His availability was of little use to Mrs. Wicksteed, who was hospitalized and enduring a battery of tests. Lottie assured Jack that he didn't want to see the old lady that way. Jack's mother, though she told him almost nothing of what she was feeling, was noticeably distraught. If, upon Mrs. Wicksteed's death, Lottie would soon be on a boat back to Prince Edward Island, Alice confided to Jack in the semidarkness of her bedroom that they would be out on the street. Jack inquired if, in lieu of the street, there might be room for them in the Chinaman's tattoo parlor. "We're not sleeping in

the needles again," was all his mother would say.

Was their enemy Mrs. Wicksteed's divorced daughter? She had never cared for their status as her mother's rent-free boarders. But wasn't she alleged to be Mrs. Oastler's friend? Hadn't she and Leslie Oastler attended St. Hilda's together? Now that Leslie and Alice were friends, Jack suggested that maybe Mrs. Oastler would speak to Mrs. Wicksteed's daughter on their behalf. All Alice said was that Mrs. Wicksteed's daughter and Leslie Oastler weren't the best of friends anymore.

It was only natural that Jack turned to The Gray Ghost for guidance in this troubling time, but Mrs. McQuat knew something she wasn't telling him. Her strongest recommendation was that they pray together in the chapel, which meant only that they prayed together more. And when he asked The Gray Ghost if she'd been successful in persuading his mother that he would be "eaten alive" by those boys at Upper Canada College, Mrs. McQuat's answer was out of character. It was not like a former combat nurse to be evasive. "Maybe UCC . . . wouldn't have been . . . so bad, Jack."

What did the "wouldn't have been" mean? "Excuse me, Mrs.
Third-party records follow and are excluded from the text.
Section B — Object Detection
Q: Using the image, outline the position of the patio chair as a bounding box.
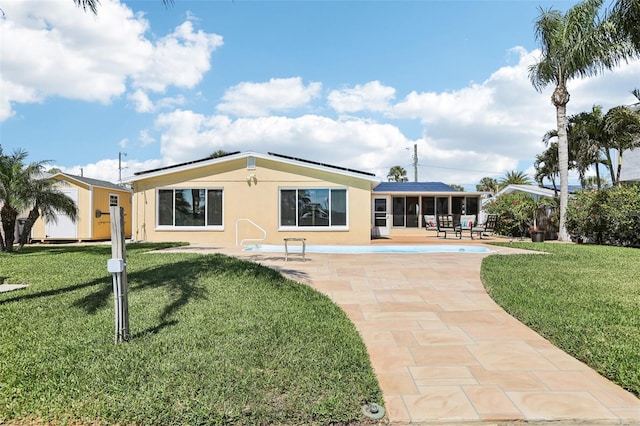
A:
[436,214,462,239]
[470,214,498,240]
[423,214,438,231]
[460,214,476,235]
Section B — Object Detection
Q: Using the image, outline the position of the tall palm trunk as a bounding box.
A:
[551,84,569,241]
[0,204,18,252]
[16,204,40,251]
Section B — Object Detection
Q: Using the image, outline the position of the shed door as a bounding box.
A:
[45,188,78,240]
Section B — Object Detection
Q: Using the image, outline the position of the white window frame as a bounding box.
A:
[278,186,350,232]
[155,187,225,231]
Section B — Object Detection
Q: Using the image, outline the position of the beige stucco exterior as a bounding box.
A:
[31,173,133,241]
[130,153,377,245]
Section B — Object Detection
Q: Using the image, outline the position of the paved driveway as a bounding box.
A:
[176,247,640,424]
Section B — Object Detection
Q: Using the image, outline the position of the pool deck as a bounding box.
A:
[166,239,640,425]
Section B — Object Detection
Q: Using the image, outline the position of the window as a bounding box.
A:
[158,189,222,227]
[392,197,420,228]
[280,188,347,228]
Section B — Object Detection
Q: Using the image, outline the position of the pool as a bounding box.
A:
[244,244,493,254]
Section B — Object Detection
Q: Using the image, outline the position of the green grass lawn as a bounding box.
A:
[0,244,383,425]
[481,243,640,396]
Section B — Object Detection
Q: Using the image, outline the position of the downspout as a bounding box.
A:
[88,185,94,240]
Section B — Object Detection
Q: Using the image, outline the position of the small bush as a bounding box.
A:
[487,192,534,237]
[567,185,640,246]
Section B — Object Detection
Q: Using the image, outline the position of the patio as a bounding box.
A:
[175,238,640,424]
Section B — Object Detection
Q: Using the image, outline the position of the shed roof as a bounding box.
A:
[52,173,130,191]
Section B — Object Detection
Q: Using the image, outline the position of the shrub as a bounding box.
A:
[487,192,534,237]
[567,185,640,246]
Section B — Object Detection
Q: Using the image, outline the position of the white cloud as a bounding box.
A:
[55,158,165,183]
[217,77,322,117]
[0,0,222,120]
[127,89,153,112]
[138,129,156,146]
[148,48,640,189]
[133,21,222,92]
[328,81,396,113]
[127,89,185,113]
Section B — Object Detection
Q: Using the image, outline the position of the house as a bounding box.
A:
[372,182,483,237]
[31,173,132,241]
[127,152,479,245]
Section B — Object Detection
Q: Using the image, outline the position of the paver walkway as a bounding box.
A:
[178,243,640,425]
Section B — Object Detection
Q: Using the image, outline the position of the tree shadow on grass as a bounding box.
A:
[73,254,298,337]
[0,254,310,335]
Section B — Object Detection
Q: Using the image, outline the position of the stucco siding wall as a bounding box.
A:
[32,183,91,240]
[91,187,133,240]
[32,182,133,241]
[133,158,371,245]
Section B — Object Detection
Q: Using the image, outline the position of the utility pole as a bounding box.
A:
[118,152,127,185]
[413,143,418,182]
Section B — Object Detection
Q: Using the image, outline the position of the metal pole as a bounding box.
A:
[413,143,418,182]
[118,152,127,185]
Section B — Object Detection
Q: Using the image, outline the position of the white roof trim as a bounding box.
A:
[496,185,556,198]
[123,151,380,183]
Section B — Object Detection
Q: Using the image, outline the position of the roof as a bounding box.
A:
[267,152,375,177]
[126,151,379,182]
[496,184,556,198]
[52,173,129,191]
[620,149,640,182]
[134,151,240,176]
[373,182,460,192]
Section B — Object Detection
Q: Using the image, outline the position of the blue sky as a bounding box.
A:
[0,0,640,189]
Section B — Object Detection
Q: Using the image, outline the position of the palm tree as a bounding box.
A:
[567,105,606,189]
[0,150,27,251]
[533,141,558,196]
[476,177,498,195]
[529,0,634,241]
[0,150,78,252]
[387,166,409,182]
[498,170,531,189]
[604,106,640,185]
[73,0,174,15]
[18,178,78,251]
[611,0,640,50]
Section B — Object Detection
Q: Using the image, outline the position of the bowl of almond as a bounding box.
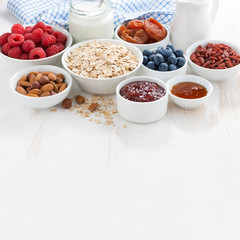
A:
[10,65,72,109]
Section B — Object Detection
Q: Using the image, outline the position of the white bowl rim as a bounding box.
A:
[0,24,73,63]
[166,75,213,102]
[142,54,188,75]
[62,38,143,81]
[116,76,169,105]
[186,39,240,72]
[115,23,170,48]
[9,65,72,101]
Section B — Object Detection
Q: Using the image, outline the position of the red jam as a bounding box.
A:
[120,81,166,102]
[171,82,207,99]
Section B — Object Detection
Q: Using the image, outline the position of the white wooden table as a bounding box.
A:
[0,0,240,240]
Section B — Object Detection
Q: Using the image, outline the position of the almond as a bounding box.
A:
[50,81,58,92]
[56,73,65,80]
[35,73,42,81]
[29,73,35,84]
[19,81,31,87]
[58,83,67,92]
[41,83,53,92]
[55,77,63,83]
[39,92,51,97]
[62,98,72,109]
[38,75,49,85]
[28,88,42,95]
[76,95,85,104]
[56,82,64,89]
[48,73,57,81]
[30,71,38,75]
[27,94,38,97]
[88,103,98,112]
[19,75,27,82]
[31,82,41,89]
[41,71,51,76]
[16,86,27,95]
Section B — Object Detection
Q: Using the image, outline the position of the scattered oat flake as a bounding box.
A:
[104,120,114,125]
[94,119,101,124]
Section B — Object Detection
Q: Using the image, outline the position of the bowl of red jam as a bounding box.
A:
[116,76,168,123]
[167,75,213,109]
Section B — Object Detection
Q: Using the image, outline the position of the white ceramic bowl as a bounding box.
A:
[62,39,143,95]
[10,65,72,109]
[186,40,240,81]
[0,24,72,70]
[139,55,188,82]
[114,24,170,51]
[116,76,168,123]
[167,75,213,109]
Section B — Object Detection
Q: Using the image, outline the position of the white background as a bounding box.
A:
[0,0,240,240]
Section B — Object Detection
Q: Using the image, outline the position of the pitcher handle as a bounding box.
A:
[211,0,219,21]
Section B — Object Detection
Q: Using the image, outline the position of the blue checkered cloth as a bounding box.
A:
[7,0,175,28]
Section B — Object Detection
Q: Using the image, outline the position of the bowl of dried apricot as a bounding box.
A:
[114,18,170,51]
[10,65,72,109]
[186,40,240,81]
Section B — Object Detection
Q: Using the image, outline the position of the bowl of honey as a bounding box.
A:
[167,75,213,109]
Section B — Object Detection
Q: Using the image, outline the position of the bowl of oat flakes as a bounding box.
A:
[62,39,143,95]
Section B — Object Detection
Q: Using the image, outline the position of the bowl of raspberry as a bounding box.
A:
[0,22,72,70]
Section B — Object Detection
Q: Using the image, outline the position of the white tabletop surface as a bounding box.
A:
[0,0,240,240]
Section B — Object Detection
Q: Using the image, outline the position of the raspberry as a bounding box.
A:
[41,34,57,47]
[46,44,59,57]
[23,33,32,41]
[0,33,11,46]
[25,26,33,33]
[22,40,36,53]
[20,53,29,60]
[11,23,24,35]
[33,22,47,32]
[53,31,67,44]
[29,47,46,59]
[2,43,12,55]
[8,33,24,47]
[46,26,53,34]
[56,43,65,52]
[30,28,44,44]
[8,46,22,59]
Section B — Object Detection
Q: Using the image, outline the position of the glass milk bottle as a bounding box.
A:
[69,0,114,43]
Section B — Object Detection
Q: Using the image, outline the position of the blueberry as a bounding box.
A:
[168,64,177,71]
[156,47,163,54]
[153,53,164,66]
[148,53,155,61]
[167,44,176,52]
[143,49,151,56]
[167,54,177,65]
[177,57,185,68]
[158,63,168,72]
[147,61,156,70]
[162,47,172,57]
[175,49,183,57]
[143,56,148,66]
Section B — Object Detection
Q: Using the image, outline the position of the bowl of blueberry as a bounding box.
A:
[140,44,187,82]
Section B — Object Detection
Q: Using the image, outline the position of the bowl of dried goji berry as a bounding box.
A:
[0,22,72,70]
[186,40,240,81]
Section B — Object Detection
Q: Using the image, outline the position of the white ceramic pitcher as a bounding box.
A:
[171,0,219,51]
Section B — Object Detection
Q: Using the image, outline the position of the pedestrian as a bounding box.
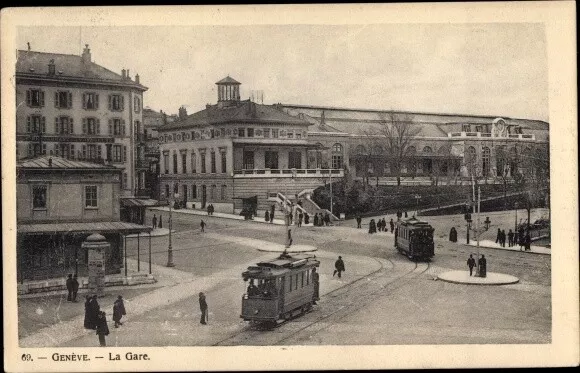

McQuat--" Jack started to say.

"You're a bit . . . young to be a boarder . . . Jack . . . but there are schools--mostly in the States--where boarding is . . . the norm."

"The what?"

They were in the second pew, to the left of the center aisle--the altar bathed in a golden light, the stained-glass saints administering to Jesus. What a lucky guy, to have four women fussing over him! Mrs. McQuat put her cold hand on Jack's far shoulder and pulled him against her. She put her dry lips to his temple and gave him the faintest trace of a kiss. ("She gives him a paper kiss," Jack would read in a screenplay, years later, and remember this moment in the chapel.)